$1.7 Million HIPAA Settlement Reinforces Importance of Effective Information Governance of Electronic PHI

By Brian C. Vick

In the first HIPAA enforcement action brought against a state agency, the United States Department of Health and Human Service ("HHS") announced on June 26, 2012 that it had entered a Resolution Agreement with Alaska's Medicaid program ("Alaska"). Under the agreement, Alaska agreed to pay a $1.7 million penalty and comply with a corrective action plan ("CAP") to settle what HHS described as "possible violations" of HIPAA that came to light following the theft of a portable hard drive from a car owned by an agency employee. Although Alaska could not say at the time of the theft - or apparently at any time thereafter - that the hard drive actually contained ePHI, the theft nevertheless triggered a breach notification under the HITECH Act and a resulting investigation by HHS.

The fact that this settlement resulted from the theft of a single hard drive that could not be definitively said actually to contain any ePHI provides an object lesson of the dangers and risks associated with poorly-governed electronic data and devices in a health care setting, and concomitantly highlights the need for any entity dealing with ePHI to implement effective information governance practices to prevent a similar loss or theft. Indeed, even though HHS's investigation does not appear to have uncovered any evidence of an actual unauthorized disclosure, it did reveal evidence of numerous inadequacies in Alaska's handling of ePHI and devices on which ePHI was stored, including inadequate encryption of data and implementation of controls over portable devices and media. It is important to note that Alaska entered the settlement in order to resolve these compliance issues.

Given the rapid increase in the electronic storage of PHI over the past decade and the growing use of portable and semi-portable electronic devices in health care settings, the privacy and security issues that cost Alaska $1.7 million are in no way unique to Alaska. Rather, in a world awash with smartphones, thumb drives, portable hard drives, and technological health care solutions, there are myriad ways in which PHI and ePHI can travel outside of a secure environment, resulting in an unauthorized disclosure and a reporting obligation under the HITECH Act. Indeed, a wide variety of health care organizations are finding themselves in situations similar to Alaska in which they have to grapple with privacy and security breaches that originate in often-overlooked quarters of their IT infrastructure.

Covered entities and business associates alike can mitigate these risks by conducting a detailed information governance review and using the results to implement policies and procedures to ensure that any use of technology within their organization does not turn into a leaky sieve through which ePHI can easily slip. The first step in this process involves developing a clear understanding of what ePHI an organization is creating, how that ePHI is being created, how it is being used, where it is being stored, who is accessing it, how they are accessing it, and what safeguards control that access. With these facts in hand, information governance policies and procedures can be crafted to ensure compliance with HIPAA and mitigate the risks associated with ePHI.

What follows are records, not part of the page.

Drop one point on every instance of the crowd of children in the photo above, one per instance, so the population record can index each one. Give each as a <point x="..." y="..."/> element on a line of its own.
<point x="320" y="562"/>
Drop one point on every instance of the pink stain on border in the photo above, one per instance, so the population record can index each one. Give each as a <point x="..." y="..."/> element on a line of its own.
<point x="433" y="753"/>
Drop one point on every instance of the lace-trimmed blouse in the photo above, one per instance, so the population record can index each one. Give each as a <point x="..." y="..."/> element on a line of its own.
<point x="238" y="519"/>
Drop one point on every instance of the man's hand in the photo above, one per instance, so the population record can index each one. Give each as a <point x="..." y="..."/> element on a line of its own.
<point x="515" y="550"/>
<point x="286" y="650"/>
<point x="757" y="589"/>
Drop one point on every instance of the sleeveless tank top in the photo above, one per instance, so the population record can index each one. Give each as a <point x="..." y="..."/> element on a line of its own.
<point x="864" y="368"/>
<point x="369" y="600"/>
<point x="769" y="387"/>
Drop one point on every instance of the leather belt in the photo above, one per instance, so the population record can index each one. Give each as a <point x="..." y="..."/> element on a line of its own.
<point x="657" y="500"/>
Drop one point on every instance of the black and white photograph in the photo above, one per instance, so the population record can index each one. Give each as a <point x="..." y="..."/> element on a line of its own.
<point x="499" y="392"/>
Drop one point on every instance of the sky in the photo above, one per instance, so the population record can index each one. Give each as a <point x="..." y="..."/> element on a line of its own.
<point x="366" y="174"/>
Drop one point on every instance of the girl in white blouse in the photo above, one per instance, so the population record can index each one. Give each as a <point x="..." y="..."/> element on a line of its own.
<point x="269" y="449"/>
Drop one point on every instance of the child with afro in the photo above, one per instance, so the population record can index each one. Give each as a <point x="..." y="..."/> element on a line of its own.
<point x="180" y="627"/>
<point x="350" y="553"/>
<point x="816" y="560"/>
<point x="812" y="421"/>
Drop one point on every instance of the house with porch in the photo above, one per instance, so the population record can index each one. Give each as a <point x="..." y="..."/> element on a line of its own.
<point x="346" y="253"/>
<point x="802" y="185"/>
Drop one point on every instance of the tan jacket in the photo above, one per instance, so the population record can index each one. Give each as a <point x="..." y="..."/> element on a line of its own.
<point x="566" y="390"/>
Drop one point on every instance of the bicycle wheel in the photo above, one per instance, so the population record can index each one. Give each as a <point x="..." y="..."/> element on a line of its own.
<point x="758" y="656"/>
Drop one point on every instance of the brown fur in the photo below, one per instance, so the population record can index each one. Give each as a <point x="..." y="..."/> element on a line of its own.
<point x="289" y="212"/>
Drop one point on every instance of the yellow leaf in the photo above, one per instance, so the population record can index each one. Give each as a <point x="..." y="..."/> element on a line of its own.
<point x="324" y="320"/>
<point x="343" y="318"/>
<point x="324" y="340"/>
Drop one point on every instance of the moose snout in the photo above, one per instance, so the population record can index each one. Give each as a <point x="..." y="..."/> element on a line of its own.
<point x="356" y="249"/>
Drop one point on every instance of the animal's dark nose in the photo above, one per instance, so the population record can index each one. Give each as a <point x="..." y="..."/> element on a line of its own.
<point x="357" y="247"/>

Fortunately, the CAP with which Alaska agreed to comply to resolve the HHS enforcement action provides a basic framework for entities to follow when crafting HIPAA-compliant information governance policies to address the handling of devices that create or store ePHI. Specifically, in requiring that Alaska update its privacy and security policies, HHS mandated that - at a minimum - the revised policies contain specific procedures to govern:

  1. tracking devices containing ePHI;
  2. safeguarding devices containing e-PHI;
  3. encrypting devices that contain e-PHI;
  4. disposing and/or re-using devices that contain e-PHI;
  5. responding to security incidents; and
  6. applying sanctions to work force members who violate these policies and procedures.

Any entity that deals with ePHI would be well advised to review the Alaska CAP and ensure that its own policies accord with the compliance framework set forth therein and specifically include the device-related procedures listed above.